I felt her responding to my caress. I could smell the light scent of her shampoo and feel the heat of her skin searing me through the light fabric of her skirt. God. I wanted to sink my fingers into her hair and drown myself in her kiss. But I couldn't. She swayed toward me slightly before catching herself. "No… no… of course not," she said. "Ranger, I'm fine. What about you?"

I wasn't fine. I'd left fine a few miles back, was passing through miserable and careening toward wretched. And let's not forget pathetic, surely I'd encountered that somewhere along the way. But this wasn't the time or place for those types of admissions. I glanced at the camera in the corner of elevator. No place for weakness in front of my men. No place for weakness in my life, period.

"Not here," I said, and we went back to standing silently. But her hand was still in mine and I liked it there.

We were getting settled into the truck when my phone vibrated. Not a moment of peace in the life I'd chosen. I couldn't quite hold in my sigh.

When I glanced at the display I realized it was worse than I'd thought. "I think it's for you, Babe," I said, holding the phone up so Stephanie could read the display.

"Yo," I answered, slipping into the cocky-bastard persona that I knew annoyed the hell out of the cop.

There was a beat of silence before he responded, his anger barely restrained in his tight tone, "Is she with you?"

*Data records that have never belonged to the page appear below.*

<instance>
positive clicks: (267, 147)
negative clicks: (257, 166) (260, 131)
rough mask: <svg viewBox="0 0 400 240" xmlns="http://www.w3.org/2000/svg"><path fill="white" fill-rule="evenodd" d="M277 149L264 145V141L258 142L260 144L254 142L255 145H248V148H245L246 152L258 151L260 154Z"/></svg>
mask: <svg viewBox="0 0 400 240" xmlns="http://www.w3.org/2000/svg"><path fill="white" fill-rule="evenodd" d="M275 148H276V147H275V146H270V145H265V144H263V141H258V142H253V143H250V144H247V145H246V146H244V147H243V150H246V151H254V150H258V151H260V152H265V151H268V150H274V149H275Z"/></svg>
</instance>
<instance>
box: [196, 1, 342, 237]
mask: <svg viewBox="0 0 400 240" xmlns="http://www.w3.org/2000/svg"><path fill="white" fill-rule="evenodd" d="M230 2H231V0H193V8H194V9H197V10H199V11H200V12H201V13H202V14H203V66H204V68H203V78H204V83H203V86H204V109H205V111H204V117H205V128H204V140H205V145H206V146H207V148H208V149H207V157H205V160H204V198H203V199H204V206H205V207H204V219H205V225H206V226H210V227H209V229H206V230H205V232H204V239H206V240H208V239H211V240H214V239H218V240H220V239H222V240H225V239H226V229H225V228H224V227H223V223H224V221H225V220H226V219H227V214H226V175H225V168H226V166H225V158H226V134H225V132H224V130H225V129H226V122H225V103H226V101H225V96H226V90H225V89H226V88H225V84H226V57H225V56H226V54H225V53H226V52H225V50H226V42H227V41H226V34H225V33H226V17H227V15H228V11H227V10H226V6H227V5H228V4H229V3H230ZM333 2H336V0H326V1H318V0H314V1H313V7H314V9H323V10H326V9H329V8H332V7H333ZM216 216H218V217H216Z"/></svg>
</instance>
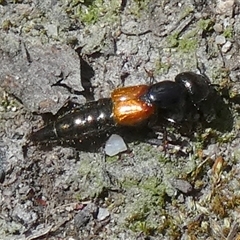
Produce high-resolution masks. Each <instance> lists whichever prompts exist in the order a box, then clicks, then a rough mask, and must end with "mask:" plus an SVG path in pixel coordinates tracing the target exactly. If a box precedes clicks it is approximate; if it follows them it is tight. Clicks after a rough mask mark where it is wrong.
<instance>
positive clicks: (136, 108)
mask: <svg viewBox="0 0 240 240" xmlns="http://www.w3.org/2000/svg"><path fill="white" fill-rule="evenodd" d="M215 92H216V91H215V90H214V88H213V87H212V86H211V83H210V81H209V80H208V78H207V77H205V76H203V75H200V74H196V73H193V72H183V73H180V74H178V75H177V76H176V77H175V81H174V82H173V81H162V82H159V83H156V84H152V85H138V86H132V87H125V88H118V89H116V90H114V91H113V93H112V95H111V98H106V99H100V100H99V101H94V102H89V103H87V104H85V105H80V106H77V107H75V108H74V109H72V110H71V111H70V112H68V113H67V114H65V115H63V116H61V117H59V118H58V119H57V120H56V121H54V122H52V123H50V124H48V125H47V126H45V127H43V128H42V129H40V130H38V131H36V132H33V133H32V134H31V135H30V140H31V141H33V142H41V141H51V140H76V139H77V140H78V141H82V140H84V139H85V138H89V137H95V136H96V135H100V134H104V133H106V132H111V131H113V129H114V128H115V127H119V126H120V127H121V126H124V127H126V126H128V127H137V126H146V127H150V128H152V127H156V126H161V125H162V124H165V123H166V122H171V123H174V124H175V125H181V124H182V123H194V122H197V121H206V122H211V121H212V120H213V119H214V118H215V116H216V114H215V109H214V100H213V93H215ZM163 122H165V123H163Z"/></svg>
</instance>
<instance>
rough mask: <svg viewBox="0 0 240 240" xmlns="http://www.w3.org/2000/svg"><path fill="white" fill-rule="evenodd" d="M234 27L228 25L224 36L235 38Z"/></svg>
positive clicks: (226, 27)
mask: <svg viewBox="0 0 240 240" xmlns="http://www.w3.org/2000/svg"><path fill="white" fill-rule="evenodd" d="M233 34H234V32H233V27H232V26H229V27H226V28H225V30H224V32H223V36H224V37H225V38H228V39H232V38H233Z"/></svg>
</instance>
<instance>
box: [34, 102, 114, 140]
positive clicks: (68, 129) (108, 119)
mask: <svg viewBox="0 0 240 240" xmlns="http://www.w3.org/2000/svg"><path fill="white" fill-rule="evenodd" d="M112 117H113V116H112V103H111V100H110V99H109V98H103V99H101V100H99V101H94V102H89V103H86V104H85V105H81V106H80V107H78V108H76V109H73V110H72V111H70V112H69V113H68V114H66V115H64V116H62V117H60V118H59V119H58V120H57V121H54V122H51V123H50V124H48V125H46V126H45V127H43V128H41V129H40V130H38V131H36V132H34V133H32V134H31V136H30V140H31V141H33V142H42V141H46V140H47V141H53V140H58V139H59V140H60V139H66V140H71V139H79V140H81V139H84V138H85V137H88V136H91V135H95V134H96V133H98V134H102V133H104V132H106V131H108V130H110V129H111V128H112V127H113V126H114V122H113V118H112Z"/></svg>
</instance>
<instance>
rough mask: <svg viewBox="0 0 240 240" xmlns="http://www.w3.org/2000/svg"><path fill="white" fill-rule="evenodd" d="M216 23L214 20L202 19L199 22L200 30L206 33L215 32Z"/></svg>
mask: <svg viewBox="0 0 240 240" xmlns="http://www.w3.org/2000/svg"><path fill="white" fill-rule="evenodd" d="M214 24H215V23H214V21H213V20H212V19H200V20H199V21H198V24H197V25H198V28H199V29H200V30H203V31H205V32H211V31H213V26H214Z"/></svg>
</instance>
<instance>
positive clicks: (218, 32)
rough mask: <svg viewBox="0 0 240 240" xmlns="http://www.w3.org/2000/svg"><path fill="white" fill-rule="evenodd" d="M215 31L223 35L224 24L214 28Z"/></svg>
mask: <svg viewBox="0 0 240 240" xmlns="http://www.w3.org/2000/svg"><path fill="white" fill-rule="evenodd" d="M213 29H214V31H215V32H216V33H221V32H223V27H222V24H219V23H216V24H215V25H214V26H213Z"/></svg>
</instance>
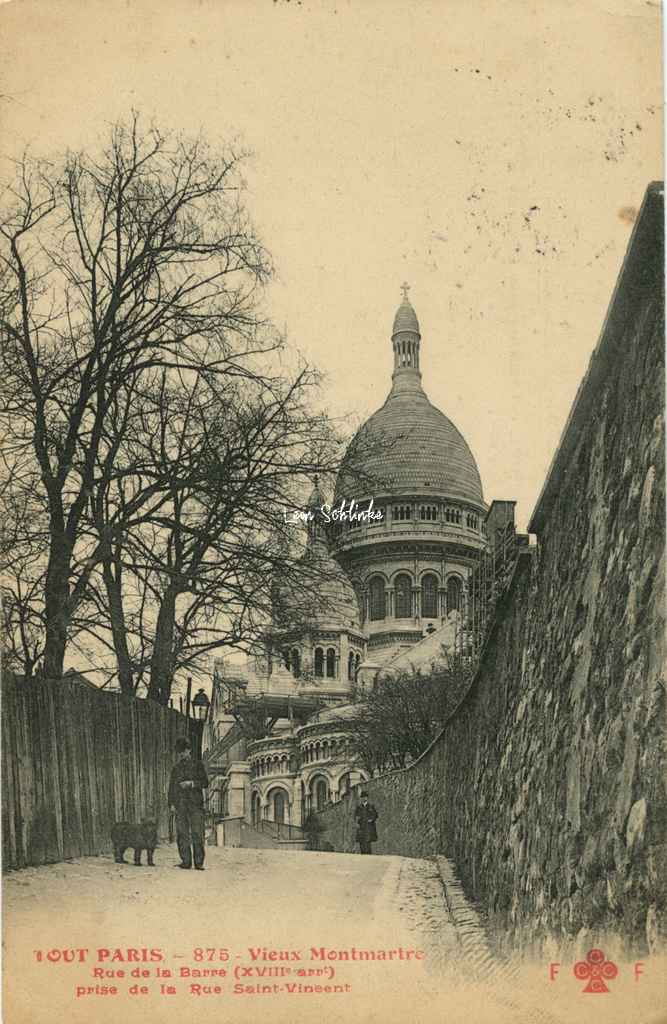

"Yes," I responded, feeling my mood improve. Fucking with Morelli was a good time.

"Where are you?" he asked. By the accusation in his tone, I could guess he'd already heard the truth and was just looking for confirmation.

"Miami," I said, not offering anything more.

"What are you doing there?" was the next interrogation question. I wanted respond Stephanie, but as much fun as that would be, she probably wouldn't appreciate it.

"It's a personal matter," I finally answered.

He was silent for a long moment and I could tell he didn't like my less-than-forthcoming answers. With what was probably great effort, he managed to be only mildly belligerent when he asked, "Do you remember the conversation we had about what would happen if you moved in on me with Stephanie?"

He was breathing heavily into the mouth piece of his cell and I figured I had about five seconds before the cop erupted. "Yes," I answered calmly and counted to five before I pulled the phone away from my ear, just as the screaming started.